> The G-expression we installed on the remote machine didn't go alone. It went carrying along the htpasswd utility and all the other required dependencies. In total, this amounted to 407.9 MiB!
I get that many of these would be installed anyway, but this right here feels like it demonstrates much of the problem of modern software complexity. I like that there are tools like Guix to try and get a handle on that complexity though!
TIL that Guix is based on Nix. I always thought it's a completely separate implementation of the same paradigm until now. Would be interesting to see a comparison which parts/concepts of Nix are used by Guix and what it introduces on top! (Beyond surface-level facts like how many packages it has or that the CLI is different.)
It's pretty much a separate implementation. It reuses a version of the Nix daemon because Guix targets the same derivation format as Nix, but the whole machinery that produces derivation files is completely separate.

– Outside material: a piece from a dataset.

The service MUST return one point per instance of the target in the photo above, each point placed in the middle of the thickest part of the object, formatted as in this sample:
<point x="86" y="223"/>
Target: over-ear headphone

Guix compiles first class package definitions down to derivations, so while the idea of package management as a function is front and center in the Nix UI it is abstracted away in Guix, which instead builds up a tower of transformations from the Scheme DSL to Scheme builder scripts and derivations.
There are two things going on here: the shell script is replaced with a more verbose Guile script (this part isn't actually necessary); and the Guile script uses G-expressions to include deployment information.
G-expressions are not meant to replace shell scripts.
You could just as well use G-expressions with a shell script; the stringly typed shell script just doesn't feel nice when working with Scheme.
I think that the paper on G-expressions is very well written and thus a great job at motivating the implementation. You can find the paper here: https://inria.hal.science/hal-01580582/en
I get that many of these would be installed anyway, but this right here feels like it demonstrates much of the problem of modern software complexity. I like that there are tools like Guix to try and get a handle on that complexity though!